雖然如今的太子是一臉懵逼:怎麼好好兒的,陳道偉就涉私鹽案被砍了?然後經幕僚分析,得出的結論,對方當初怕是假意投誠的,背後的主子另有其人(有八成的可能性是老七)。太子如何怒火攻心且不說,反正這一筆賬被記下了,如今正是他不求林如海會投誠自己這邊,隻要他能夠忠於父皇(莫要和老七狼狽為奸)便是了。然後東宮幕僚分析了,這林如海忽然被委以重任等事兒,很肯定對方不會是齊郡王的人,故而東宮給的賞賜還挺豐厚,並不是麵子功夫。
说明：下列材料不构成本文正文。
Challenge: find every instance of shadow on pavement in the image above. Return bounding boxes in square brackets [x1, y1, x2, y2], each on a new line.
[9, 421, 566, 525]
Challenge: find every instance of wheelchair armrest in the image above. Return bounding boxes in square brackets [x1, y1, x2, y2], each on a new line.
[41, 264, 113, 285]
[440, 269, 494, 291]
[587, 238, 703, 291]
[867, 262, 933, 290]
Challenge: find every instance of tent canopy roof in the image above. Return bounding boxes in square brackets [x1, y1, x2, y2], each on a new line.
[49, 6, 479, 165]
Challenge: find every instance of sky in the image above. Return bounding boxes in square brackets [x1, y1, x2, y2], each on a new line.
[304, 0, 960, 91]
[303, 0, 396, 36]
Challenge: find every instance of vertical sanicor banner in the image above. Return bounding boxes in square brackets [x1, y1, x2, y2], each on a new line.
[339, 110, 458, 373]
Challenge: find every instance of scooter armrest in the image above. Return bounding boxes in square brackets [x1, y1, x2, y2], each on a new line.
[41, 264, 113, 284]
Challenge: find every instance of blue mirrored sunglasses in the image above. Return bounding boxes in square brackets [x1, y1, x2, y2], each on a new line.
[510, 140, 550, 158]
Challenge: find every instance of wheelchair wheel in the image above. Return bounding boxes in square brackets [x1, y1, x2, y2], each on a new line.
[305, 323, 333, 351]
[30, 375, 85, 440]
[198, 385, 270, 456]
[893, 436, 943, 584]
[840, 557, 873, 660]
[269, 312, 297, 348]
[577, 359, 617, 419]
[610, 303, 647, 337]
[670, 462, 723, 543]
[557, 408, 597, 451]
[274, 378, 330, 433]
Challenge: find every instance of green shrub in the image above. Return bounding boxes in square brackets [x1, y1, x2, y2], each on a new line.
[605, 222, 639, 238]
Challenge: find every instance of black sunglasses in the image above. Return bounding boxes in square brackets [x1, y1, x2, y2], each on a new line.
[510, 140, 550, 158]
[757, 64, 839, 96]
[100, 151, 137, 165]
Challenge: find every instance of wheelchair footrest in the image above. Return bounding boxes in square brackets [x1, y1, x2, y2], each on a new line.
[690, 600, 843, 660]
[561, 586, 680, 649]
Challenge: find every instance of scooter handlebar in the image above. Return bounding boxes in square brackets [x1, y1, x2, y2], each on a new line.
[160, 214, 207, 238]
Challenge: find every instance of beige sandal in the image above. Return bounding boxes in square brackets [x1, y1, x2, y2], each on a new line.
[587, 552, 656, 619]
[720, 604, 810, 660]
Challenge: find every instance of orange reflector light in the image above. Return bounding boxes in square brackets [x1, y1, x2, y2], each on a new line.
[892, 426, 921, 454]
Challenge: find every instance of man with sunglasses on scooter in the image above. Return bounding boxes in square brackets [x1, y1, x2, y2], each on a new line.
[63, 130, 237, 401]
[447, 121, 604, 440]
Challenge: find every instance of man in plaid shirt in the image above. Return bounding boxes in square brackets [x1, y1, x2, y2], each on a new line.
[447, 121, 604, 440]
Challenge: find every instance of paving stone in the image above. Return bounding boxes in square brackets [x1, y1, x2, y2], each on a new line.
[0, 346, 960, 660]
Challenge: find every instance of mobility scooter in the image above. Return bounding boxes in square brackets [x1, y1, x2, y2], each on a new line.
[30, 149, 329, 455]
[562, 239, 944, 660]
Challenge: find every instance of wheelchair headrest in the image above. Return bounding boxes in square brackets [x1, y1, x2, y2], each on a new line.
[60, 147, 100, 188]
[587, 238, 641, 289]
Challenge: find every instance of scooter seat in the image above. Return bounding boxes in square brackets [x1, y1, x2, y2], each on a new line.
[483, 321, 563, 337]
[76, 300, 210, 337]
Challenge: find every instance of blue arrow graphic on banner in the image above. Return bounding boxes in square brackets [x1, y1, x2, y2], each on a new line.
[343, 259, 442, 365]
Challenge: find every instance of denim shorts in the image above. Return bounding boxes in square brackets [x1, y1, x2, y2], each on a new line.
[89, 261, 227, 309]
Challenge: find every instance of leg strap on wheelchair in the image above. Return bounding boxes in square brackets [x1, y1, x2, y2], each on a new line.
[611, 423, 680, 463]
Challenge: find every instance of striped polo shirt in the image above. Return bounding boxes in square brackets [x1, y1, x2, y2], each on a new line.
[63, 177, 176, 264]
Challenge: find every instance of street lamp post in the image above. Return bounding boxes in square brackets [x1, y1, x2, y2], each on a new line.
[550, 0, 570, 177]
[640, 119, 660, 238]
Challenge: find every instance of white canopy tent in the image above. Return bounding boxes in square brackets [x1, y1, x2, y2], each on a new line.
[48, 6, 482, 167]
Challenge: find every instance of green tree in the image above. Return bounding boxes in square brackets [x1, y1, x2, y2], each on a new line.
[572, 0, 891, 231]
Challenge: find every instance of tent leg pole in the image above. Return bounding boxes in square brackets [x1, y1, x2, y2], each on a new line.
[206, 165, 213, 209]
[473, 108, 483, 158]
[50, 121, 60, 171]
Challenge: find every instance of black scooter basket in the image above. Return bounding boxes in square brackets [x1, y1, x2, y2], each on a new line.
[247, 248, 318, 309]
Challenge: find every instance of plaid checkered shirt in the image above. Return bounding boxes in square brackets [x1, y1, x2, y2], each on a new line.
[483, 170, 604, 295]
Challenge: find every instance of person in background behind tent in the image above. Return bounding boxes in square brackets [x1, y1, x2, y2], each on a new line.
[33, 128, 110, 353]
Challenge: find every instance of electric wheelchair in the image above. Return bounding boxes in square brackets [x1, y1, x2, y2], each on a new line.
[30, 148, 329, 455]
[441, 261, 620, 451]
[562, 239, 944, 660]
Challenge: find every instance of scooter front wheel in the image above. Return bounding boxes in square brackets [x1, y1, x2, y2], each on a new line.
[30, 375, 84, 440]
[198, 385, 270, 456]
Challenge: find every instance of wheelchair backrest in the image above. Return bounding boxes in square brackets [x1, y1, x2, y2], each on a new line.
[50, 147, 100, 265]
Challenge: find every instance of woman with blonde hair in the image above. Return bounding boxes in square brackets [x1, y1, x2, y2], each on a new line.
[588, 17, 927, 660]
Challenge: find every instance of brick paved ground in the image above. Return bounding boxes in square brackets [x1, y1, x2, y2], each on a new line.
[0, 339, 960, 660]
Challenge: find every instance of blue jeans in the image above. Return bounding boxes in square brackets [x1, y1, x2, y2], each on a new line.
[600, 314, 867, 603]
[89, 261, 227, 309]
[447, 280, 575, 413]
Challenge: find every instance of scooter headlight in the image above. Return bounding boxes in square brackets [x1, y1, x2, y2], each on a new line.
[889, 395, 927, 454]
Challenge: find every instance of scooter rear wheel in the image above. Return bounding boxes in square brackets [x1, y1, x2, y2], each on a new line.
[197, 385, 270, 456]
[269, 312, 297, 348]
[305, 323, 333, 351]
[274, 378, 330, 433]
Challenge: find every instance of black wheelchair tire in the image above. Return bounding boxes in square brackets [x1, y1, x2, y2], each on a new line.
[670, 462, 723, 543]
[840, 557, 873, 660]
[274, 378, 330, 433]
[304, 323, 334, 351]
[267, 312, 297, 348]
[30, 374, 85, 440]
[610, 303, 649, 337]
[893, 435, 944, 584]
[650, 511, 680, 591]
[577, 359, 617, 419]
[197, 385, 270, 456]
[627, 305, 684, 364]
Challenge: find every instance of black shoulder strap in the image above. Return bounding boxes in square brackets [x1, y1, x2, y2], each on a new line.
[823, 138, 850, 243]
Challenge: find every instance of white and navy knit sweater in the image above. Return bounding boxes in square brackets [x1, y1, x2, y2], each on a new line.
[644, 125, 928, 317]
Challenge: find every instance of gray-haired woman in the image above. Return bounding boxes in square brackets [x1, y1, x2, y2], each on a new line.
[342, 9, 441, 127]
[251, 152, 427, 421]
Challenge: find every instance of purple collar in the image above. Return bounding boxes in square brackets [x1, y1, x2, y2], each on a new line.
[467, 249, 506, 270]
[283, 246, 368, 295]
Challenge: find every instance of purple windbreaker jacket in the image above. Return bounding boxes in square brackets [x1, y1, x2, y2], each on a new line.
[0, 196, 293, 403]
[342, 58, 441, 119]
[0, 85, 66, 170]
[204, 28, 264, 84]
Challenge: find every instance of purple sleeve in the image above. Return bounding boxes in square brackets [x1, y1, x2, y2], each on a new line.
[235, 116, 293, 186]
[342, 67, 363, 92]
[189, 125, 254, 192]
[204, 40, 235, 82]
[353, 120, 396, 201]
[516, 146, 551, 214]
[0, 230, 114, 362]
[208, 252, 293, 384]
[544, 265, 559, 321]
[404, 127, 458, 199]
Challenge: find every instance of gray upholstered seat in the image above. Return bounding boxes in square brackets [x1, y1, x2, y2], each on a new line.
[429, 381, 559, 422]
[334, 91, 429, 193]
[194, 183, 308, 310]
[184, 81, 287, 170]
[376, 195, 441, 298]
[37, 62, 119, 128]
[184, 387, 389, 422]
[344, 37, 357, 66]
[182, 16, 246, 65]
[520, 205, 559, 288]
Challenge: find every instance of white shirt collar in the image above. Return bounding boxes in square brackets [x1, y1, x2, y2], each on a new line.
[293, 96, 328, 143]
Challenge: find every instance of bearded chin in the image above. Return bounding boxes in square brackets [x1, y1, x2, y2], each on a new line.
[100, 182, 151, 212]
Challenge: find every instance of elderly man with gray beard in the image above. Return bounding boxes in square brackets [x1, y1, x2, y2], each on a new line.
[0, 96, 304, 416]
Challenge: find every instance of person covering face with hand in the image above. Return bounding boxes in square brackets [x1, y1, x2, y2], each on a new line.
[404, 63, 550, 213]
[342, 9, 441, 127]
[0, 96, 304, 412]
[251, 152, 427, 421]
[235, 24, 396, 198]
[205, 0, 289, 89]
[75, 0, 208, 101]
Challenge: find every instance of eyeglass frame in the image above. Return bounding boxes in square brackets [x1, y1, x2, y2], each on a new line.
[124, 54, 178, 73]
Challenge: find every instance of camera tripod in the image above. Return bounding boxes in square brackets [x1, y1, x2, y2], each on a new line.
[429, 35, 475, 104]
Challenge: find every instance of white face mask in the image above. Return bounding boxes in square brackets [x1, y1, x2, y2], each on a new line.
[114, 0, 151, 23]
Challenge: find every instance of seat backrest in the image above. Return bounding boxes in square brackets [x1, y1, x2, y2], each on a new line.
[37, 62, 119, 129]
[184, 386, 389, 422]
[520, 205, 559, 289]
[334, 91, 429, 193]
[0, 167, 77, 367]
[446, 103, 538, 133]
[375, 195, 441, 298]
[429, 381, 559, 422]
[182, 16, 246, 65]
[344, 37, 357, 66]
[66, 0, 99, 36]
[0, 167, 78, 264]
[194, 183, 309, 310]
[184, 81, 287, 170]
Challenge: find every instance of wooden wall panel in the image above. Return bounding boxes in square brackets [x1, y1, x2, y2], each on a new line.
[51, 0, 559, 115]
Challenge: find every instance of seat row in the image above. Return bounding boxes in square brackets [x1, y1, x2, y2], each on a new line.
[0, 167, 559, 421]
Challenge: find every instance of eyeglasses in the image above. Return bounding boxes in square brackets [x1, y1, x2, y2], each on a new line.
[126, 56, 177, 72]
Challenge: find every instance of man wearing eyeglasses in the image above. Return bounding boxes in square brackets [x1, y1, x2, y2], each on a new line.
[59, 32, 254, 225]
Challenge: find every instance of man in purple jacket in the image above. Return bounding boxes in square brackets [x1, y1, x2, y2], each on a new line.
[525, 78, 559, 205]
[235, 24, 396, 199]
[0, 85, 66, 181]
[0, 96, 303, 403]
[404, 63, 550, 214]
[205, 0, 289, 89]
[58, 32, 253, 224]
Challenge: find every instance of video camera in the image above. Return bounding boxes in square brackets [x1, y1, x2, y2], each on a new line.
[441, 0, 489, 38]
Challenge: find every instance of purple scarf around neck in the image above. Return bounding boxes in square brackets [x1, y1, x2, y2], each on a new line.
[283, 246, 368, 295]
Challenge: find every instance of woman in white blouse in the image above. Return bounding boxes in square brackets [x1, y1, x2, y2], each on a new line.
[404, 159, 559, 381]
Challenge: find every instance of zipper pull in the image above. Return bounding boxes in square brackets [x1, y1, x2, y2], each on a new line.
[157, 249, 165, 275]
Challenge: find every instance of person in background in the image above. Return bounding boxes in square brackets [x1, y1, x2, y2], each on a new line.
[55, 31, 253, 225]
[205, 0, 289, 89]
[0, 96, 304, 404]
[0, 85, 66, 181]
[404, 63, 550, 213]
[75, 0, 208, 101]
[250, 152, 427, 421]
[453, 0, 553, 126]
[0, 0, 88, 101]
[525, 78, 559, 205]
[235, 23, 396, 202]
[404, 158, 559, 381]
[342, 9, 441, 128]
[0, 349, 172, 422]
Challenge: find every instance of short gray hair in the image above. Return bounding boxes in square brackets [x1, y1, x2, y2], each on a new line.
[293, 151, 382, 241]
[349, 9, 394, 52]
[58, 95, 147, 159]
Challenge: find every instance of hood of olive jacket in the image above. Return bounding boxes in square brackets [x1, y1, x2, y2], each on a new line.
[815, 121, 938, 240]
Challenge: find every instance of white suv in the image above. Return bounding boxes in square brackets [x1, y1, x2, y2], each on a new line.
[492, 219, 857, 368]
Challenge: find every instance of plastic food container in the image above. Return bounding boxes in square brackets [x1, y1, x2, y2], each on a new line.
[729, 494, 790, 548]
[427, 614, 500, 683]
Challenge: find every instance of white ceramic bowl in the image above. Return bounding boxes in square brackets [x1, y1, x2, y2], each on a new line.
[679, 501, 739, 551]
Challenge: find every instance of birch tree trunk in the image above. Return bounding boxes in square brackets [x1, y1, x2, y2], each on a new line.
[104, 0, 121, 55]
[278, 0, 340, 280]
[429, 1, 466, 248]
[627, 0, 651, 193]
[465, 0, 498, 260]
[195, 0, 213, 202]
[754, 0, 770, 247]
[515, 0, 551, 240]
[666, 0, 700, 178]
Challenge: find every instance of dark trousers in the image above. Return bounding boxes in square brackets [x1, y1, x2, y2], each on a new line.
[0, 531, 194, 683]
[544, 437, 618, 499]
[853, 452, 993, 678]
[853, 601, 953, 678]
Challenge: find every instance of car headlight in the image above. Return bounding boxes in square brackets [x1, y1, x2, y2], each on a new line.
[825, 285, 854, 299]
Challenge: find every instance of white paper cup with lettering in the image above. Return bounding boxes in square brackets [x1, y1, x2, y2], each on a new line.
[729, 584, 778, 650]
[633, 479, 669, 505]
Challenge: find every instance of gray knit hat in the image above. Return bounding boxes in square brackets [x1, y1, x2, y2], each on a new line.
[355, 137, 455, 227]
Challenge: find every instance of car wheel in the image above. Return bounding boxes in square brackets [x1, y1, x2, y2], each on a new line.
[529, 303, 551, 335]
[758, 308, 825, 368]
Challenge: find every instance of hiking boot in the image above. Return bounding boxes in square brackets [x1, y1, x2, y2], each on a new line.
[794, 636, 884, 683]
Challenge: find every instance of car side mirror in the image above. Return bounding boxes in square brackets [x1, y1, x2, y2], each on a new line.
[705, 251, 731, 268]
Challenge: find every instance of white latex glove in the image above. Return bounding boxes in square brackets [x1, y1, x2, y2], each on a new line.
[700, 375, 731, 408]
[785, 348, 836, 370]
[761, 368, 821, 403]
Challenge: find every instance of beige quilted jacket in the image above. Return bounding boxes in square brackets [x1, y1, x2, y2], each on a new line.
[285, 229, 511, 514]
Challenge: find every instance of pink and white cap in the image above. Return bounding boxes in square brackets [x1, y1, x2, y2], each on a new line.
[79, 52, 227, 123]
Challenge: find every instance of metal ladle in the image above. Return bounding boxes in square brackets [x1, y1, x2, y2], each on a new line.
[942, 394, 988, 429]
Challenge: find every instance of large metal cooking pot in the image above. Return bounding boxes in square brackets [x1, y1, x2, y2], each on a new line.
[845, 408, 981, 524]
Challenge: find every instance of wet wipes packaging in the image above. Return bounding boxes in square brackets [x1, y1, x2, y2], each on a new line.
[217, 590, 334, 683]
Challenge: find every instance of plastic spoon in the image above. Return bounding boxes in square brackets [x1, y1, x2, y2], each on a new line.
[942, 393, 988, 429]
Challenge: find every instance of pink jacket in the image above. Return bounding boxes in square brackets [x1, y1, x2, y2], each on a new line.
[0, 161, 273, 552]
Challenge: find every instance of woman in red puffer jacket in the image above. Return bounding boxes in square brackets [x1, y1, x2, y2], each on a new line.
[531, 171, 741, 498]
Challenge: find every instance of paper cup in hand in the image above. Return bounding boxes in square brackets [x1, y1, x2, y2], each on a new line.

林如海走了,陛下恩準其在京中過了個元宵,正月十六,他便南下了。江蘇一地還有諸多事物等著他定奪的,此去肅清江蘇鹽場、官場風氣,辨明忠奸,林如海責任深重。
當然,走之前他沒忘記呈上當年差點害得榮國府嫡枝全部遇難的那封密信,連帶整本《春秋》一起。
老皇帝叫專業的人看了,此書確實沒有被拆開過的痕跡,於是便不擔心私鹽案子涉及的人被更多人知曉。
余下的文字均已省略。